Mutual Funds:- The insertion of section 194K under the Act in which Mutual Funds, on payment of dividend to residents, will be required to deduct TDS at the rate of 10%.
Indian companies shall be liable to withhold taxes at 20% on payment of dividends to a non-resident shareholder. This rate could be lower if the benefit under the tax treaty is available to such shareholders. Tax treaties with Singapore, Mauritius, Netherlands, Australia, United Kingdom, and the USA provide for a lower withholding tax rate of 5% to 15%. Hence, nonresident shareholders can claim the benefit of lower tax rates under the respective treaties.
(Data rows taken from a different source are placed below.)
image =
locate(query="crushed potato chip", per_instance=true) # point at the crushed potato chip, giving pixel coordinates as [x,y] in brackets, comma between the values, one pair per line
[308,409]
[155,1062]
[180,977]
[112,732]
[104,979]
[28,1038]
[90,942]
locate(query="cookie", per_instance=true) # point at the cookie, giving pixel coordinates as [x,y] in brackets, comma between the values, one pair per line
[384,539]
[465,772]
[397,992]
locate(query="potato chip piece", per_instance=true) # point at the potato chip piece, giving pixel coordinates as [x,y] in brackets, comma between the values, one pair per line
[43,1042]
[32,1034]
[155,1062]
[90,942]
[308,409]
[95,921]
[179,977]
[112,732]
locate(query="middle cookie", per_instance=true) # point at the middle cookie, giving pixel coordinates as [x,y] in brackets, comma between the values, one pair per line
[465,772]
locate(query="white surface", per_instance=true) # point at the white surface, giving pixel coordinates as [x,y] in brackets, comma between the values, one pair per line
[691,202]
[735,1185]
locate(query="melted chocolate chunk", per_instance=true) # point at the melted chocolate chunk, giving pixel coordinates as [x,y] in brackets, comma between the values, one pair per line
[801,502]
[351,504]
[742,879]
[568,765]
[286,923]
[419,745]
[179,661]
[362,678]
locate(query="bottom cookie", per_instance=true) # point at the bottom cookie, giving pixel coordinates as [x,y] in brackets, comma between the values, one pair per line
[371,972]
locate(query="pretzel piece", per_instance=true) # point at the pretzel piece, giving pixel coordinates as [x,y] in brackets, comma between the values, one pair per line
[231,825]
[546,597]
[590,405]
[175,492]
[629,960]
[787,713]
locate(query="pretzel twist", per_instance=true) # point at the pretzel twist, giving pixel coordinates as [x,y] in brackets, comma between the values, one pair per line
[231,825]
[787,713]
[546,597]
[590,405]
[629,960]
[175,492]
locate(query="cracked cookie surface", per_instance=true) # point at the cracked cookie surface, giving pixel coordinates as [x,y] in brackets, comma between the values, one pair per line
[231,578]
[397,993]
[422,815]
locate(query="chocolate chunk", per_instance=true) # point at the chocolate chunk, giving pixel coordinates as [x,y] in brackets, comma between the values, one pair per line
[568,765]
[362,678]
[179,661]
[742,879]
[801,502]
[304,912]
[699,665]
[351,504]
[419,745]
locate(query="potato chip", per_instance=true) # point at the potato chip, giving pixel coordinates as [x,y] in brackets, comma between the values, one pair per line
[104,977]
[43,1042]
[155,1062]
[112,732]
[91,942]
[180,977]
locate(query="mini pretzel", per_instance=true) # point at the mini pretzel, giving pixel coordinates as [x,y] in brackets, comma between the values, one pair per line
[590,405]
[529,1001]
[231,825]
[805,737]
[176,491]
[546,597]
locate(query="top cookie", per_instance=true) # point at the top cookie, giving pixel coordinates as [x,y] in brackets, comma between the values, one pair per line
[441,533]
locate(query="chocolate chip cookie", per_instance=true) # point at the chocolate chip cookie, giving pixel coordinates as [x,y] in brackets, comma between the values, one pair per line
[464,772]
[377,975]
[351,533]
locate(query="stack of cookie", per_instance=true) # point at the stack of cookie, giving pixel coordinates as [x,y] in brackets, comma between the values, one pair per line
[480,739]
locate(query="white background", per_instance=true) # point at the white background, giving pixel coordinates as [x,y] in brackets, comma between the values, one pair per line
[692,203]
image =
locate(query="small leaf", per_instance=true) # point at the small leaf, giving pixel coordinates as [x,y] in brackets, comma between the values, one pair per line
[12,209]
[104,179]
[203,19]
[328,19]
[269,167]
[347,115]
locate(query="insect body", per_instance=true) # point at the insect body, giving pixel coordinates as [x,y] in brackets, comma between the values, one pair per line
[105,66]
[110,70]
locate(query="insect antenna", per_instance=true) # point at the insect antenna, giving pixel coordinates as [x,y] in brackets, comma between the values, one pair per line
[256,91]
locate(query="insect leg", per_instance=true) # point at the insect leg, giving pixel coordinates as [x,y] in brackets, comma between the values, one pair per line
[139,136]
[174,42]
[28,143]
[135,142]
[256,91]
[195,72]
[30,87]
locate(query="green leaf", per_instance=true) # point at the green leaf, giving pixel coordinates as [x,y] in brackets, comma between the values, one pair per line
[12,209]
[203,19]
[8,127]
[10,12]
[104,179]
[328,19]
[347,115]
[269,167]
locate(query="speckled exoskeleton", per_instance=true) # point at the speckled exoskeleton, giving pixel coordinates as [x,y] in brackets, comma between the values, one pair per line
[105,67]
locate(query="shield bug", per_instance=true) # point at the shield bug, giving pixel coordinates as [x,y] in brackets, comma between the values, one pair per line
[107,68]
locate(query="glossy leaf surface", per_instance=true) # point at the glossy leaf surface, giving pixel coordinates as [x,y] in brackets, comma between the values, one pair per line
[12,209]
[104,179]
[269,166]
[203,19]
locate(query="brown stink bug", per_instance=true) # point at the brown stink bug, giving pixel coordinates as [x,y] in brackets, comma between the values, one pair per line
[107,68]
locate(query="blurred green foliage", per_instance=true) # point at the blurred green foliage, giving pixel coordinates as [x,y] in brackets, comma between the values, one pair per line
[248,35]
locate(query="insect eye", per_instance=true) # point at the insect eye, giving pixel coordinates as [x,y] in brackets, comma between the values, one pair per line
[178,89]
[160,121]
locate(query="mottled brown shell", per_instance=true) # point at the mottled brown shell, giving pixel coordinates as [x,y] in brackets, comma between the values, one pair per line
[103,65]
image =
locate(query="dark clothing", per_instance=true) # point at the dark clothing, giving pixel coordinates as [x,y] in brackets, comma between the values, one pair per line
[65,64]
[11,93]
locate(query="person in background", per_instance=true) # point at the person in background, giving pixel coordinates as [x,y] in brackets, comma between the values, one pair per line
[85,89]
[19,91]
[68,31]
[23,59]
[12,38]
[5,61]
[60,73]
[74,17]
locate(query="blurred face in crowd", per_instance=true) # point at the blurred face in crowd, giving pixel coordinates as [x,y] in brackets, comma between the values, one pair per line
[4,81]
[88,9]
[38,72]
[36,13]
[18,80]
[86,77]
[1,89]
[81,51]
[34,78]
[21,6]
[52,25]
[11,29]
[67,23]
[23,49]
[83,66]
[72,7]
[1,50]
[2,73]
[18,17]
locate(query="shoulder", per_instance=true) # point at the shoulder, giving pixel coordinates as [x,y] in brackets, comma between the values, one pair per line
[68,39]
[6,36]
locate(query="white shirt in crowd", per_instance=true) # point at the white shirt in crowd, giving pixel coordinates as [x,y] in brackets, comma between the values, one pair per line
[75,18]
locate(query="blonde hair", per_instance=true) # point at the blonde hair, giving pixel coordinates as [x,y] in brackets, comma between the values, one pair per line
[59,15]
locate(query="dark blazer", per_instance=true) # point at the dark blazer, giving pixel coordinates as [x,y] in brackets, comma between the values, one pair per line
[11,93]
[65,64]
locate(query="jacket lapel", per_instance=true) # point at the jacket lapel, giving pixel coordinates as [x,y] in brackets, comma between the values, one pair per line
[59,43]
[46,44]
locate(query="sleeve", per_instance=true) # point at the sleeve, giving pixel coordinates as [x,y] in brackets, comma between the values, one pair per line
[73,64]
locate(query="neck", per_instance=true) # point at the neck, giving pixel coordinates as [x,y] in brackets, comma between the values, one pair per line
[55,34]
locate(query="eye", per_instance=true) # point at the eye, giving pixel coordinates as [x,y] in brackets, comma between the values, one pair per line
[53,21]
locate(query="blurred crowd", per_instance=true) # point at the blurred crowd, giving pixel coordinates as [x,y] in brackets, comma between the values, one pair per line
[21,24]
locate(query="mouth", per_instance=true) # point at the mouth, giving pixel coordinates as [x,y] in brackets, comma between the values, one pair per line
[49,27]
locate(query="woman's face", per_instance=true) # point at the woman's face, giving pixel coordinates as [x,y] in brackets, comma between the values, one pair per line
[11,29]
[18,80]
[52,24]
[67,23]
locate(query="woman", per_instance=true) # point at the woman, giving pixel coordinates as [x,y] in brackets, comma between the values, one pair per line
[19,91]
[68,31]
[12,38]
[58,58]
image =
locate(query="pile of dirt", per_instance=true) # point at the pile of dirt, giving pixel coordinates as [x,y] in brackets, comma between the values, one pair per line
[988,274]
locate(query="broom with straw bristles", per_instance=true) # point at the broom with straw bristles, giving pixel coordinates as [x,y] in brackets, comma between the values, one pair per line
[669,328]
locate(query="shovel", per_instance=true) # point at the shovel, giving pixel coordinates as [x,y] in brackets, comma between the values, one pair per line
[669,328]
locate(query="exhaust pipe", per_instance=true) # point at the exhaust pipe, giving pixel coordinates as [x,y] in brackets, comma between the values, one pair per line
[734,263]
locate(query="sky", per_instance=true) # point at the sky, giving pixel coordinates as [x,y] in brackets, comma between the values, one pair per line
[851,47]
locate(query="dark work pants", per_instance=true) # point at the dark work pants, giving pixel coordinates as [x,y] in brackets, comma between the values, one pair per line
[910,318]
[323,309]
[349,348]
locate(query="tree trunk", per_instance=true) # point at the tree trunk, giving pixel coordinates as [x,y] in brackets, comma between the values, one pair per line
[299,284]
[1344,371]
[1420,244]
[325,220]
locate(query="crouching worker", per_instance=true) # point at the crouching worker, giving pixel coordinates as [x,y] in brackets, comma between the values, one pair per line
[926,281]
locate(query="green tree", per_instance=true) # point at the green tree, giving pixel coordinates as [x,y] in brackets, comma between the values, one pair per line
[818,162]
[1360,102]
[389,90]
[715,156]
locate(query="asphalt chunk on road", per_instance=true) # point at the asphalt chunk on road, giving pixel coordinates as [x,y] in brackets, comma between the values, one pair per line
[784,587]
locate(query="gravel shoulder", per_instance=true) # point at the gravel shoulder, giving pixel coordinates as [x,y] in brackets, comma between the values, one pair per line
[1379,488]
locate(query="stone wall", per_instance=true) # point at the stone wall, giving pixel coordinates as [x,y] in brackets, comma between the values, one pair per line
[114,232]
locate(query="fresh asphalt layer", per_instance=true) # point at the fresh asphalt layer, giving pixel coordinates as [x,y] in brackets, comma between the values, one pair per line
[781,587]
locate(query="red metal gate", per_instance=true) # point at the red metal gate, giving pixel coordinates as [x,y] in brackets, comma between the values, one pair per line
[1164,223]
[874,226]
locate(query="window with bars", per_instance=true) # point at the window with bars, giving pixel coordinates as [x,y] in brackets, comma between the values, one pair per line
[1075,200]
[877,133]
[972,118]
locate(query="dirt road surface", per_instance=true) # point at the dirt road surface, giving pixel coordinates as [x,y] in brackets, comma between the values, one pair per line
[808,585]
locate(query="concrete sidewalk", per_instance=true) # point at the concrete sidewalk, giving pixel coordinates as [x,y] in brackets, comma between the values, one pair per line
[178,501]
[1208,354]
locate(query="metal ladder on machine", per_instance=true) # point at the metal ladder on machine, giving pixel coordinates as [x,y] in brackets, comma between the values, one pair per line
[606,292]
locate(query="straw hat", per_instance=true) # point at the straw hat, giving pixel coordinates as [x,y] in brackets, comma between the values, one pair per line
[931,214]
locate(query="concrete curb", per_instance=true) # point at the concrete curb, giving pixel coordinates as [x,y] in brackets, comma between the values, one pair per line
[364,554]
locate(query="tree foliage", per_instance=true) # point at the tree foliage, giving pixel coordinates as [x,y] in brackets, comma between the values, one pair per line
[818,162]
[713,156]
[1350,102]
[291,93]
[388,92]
Now, with the abolition of DDT, companies will be able to successfully distribute dividends within the group without incurring DDT costs. This will be particularly helpful to listed companies, which will be able to receive dividends from their joint venture/ subsidiary/ associate and distribute the same to the ultimate shareholder without incurring DDT cost.
Even in unlisted companies/ groups, dividends may be received from the joint venture/ subsidiary/ associate with a one-time tax cost, where the dividend is retained at the recipient company level.
This amendment will also be a positive move for foreign investors who do not currently receive the benefit of DDT tax credit in their home jurisdictions. Such foreign investors will now be able to avail credit of such taxes withheld, subject to the availability of the benefit of the tax treaty.
However, the relief of dividend income from foreign companies to Indian company is not available but the government is in due consideration to provide relief so the investor can invest freely without considering the cost so that our economy develop efficiently, speedily and globally.
Tax reduction doesn’t mean tax avoidance always.